The Movement is unable to accept loss of power or control through liberal democratic means. The Movement’s eschatology is to higher truths than liberal democratic government: race, security, nationalism, order, security. The Movement’s psychology generates the rage as its Counter-Enlightenment agenda is revealed, expands in power and then snatched away. This compels instinctive de-legitimization of any political figure or movement that does not share its essential values and cultural (including racial) agenda.
Who are ‘Mainstream Republicans’ the Joan Walshes of the world call out to take on the Movement parasite? Defenestration of Tom Davis in VA and Arlen are old news.
There continue to be so many dog whistles going on. Key issues like race unify the Movement up and down the educational and socio-economic ladders.
In the case of racism, overt comments allow all quickly to depict a discovered outburst as an ‘isolated, unacceptable incident’, etc. The nativism swirling around the immigration debates is an easy example. Pat Buchanan long swam in those waters now plied by Lou Dobbs.
But what Krugman likely knows and won’t say is that some of the most refined, intelligent ‘conservative intellectuals’ at the highest so-called education and socio-economic levels trade in racism behind hi tech euphemism. It’s by code word, by invitation. At its core is the same pseudo genetic ‘science’ from Chamberlain (not Neville), etc. Again, most of it recycled from the Old World. Now, trussed up with slick Silicon Valley tech talk these conversations seek to mask old racial tropes.
Gender hierarchy issues play out the same way. Religion and moral posings are used to mask more primal racial and reproductive control. Sound ridiculous? You’d be surprised. An interesting fault line is the position of conservative Catholicism for the Movement. It’s a dual edged sword. Movement proponents of genetic racial agendas embrace the Catholic predisposition against birth control, etc. Yet the Catholic Church is (along with the U.S. Chamber of Commerce) one of the biggest proponents of immigration leniency for its own narrow institutional interests.
The Movement’s loyalty to higher existential values rather than ‘mere process’ like democracy (something Buchanan in his prime fumed about all the time) is overt. When one understands this dynamic, then the relative silence about Dr. Tiller’s murder, or the right wing extremism that let to Officer Johns heroic courage makes sense. As a famous ‘Republican’ once told me, he’d rather live an American version of Franco than have to deal with multiculturalism. *That’s* how existentialism trumps liberal democracy.
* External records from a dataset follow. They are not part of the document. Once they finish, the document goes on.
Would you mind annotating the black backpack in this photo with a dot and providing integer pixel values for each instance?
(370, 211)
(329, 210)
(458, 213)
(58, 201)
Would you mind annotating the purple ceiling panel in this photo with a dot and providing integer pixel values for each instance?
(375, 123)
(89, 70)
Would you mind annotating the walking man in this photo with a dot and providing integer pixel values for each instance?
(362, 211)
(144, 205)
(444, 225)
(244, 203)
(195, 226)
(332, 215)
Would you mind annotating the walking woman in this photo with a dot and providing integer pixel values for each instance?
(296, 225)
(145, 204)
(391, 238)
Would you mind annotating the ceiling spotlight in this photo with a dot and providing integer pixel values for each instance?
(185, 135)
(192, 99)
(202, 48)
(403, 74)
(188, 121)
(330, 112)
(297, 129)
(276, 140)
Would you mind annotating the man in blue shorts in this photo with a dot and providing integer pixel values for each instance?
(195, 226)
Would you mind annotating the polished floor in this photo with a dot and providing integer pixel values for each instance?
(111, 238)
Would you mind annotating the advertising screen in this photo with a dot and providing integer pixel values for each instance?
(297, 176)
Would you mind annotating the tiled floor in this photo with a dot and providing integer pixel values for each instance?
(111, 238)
The Stiftung over decades worked with and saw first hand the Movement’s use of covert signals while using pluralist political platforms. If the Stiftung has seen and heard this stuff from Capitol Hill to refined salons in the Imperial City and across the country, so has everyone else. Anyone covering politics seriously can not miss them.
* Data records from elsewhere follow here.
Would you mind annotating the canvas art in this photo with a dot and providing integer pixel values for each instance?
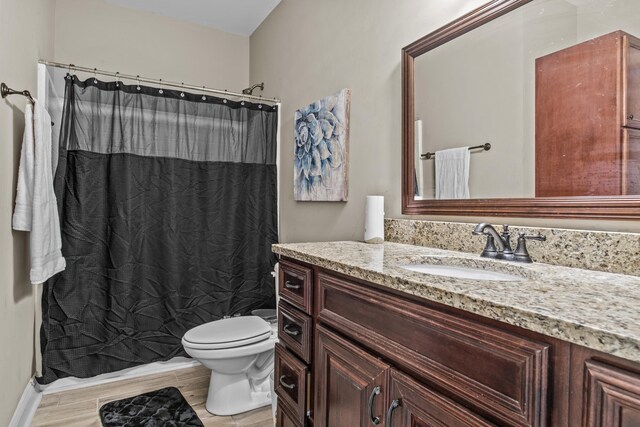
(322, 149)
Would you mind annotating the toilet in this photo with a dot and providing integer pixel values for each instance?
(239, 351)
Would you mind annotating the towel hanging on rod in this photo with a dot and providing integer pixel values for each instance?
(429, 155)
(6, 91)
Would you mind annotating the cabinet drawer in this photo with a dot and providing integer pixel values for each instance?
(500, 375)
(295, 285)
(291, 383)
(294, 331)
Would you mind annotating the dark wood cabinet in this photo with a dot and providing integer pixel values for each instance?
(379, 354)
(415, 405)
(499, 374)
(585, 96)
(294, 355)
(283, 419)
(291, 383)
(351, 384)
(609, 390)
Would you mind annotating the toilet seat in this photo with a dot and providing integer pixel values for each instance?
(228, 333)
Krugman above just touched on three overriding conversations critical to the nation: (i) can the rump Movement ever be reconciled to participating in a liberal democratic society?; (ii) what is the price we pay for a enfeebled ‘Republican Party’ host shell paralyzed by the more powerful Movement?; and (iii) how can American liberal democracy be served if the media itself really doesn’t understand what it is reporting — *or more damningly* — won’t?